In response to a news item on AOL about proposed ban in Texas on "sexy" high school and college cheerleading:

American athletics are a bizarre mix of Edwardian notions of health and purity, mid-century Dionysian hedonism and postmodern consumer culture. Cheerleading used to be a male province: peppy yet manly young fellows in sweaters with megaphones encouraging otherwise staid crowds to raise their voices in support of the Team. Later, co-eds, in similarly wholesome attire performed in quasi-military excercises for the same purpose: it's remarkable to note that cheerleading squads didn't become a regular feature of American High School life until the 1950's, when female athleticism, with its uncomfortable taint of lesbianism and gender transgression, was downplayed in favor of less threatening and more ornamental pursuits. Since then, the African-American community, the mainstreaming of erotica in American media, queer theory, and feminism have all left their mark. Now that the pendulum has swung back towards restraint, let's take a look at what we're dealing with.

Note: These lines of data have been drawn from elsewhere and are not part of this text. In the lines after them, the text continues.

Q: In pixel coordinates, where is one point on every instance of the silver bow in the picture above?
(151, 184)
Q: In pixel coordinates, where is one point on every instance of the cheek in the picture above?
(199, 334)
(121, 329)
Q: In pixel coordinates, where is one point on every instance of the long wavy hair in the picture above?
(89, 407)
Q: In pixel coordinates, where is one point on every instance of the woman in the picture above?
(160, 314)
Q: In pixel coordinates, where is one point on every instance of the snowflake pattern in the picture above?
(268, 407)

At base, we have young women whose bodies are at the ideal age to reproduce, packaged and displayed in such a way as to evoke both sexual readiness and erotic innocence. (A cheerleader, in the popular mind, might neck and pet with her affianced, but she would never be a sexually frigid divorced single mother of two, a happily mated lesbian, or lustily turning tricks at a massage parlor, Debbie Does Dallas notwithstanding.) There's a certain suspension of belief operating here: although they may be displaying large amounts of leg, breast, and buttock, high-kicking, turning cartwheels, doing splits, piling in pyramids, and posing provocatively, the assumption is that the girls really don't know what's happening under their true love's jockstrap (or in Daddy's shorts), what those pelvic gyrations are really used for (other than horseback riding), or what that funny feeling really is that they're getting where they get their period. (Indeed, since many classic cheerleading moves would not have been out of place at a 'parlor show' in a bordello, the only reason why girls of good report can do this is because this is in public as part of a 'family' spectacle.) Since, at that age, their erotic responsiveness is not yet fully developed, and part of the whole idea of higher education is to delay childbearing in favor of readying young folk for careers, this has been a fairly equitable agreement, allowing whatever latent homoerotic impulses that have been built up watching well-developed virile young men in quasi-warfare to be safely discharged at halftime in an a wholesomely heterosexual manner.

However, we live in an age where most young people have seen Madonna grab her crotch, heard Britney Spears warble about the joys of sado-masochism, and have been exposed to urban African-American culture, where motherhood often comes before full adulthood, not at its peak, and sexual naivite is often a weakness, not a strength. It is difficult to maintain both the polite fiction that nothing sexual is going on, and that these are merely healthy, intelligent young women putting on an athletic display. Nor would it be easy, when all's said and done, to jam the squirming cat back in the bag.

However, I believe that legislation is pursuing the wrong angle. Given the nature of the beast, it would be next-to-impossible to mandate whether, say, a routine done with Hula-Hoops was not "erotic" or an adaptation of an African dance (originally meant to train the body, not only for battle, but the pleasurable conception of new warriors) was merely intended as an "ethnic" piece. Perhaps it means that the time has come to define cheerleading in terms of a period of lost innocence, the way that barbershop quartet singing is, or Gilbert & Sullivan, or to split the field into two (or more) differing styles. (Clearly, no one expects the women associated with professional teams, such as the Dallas Cowboys, to be virginal.) I cannot say. But I hope I've clarified things.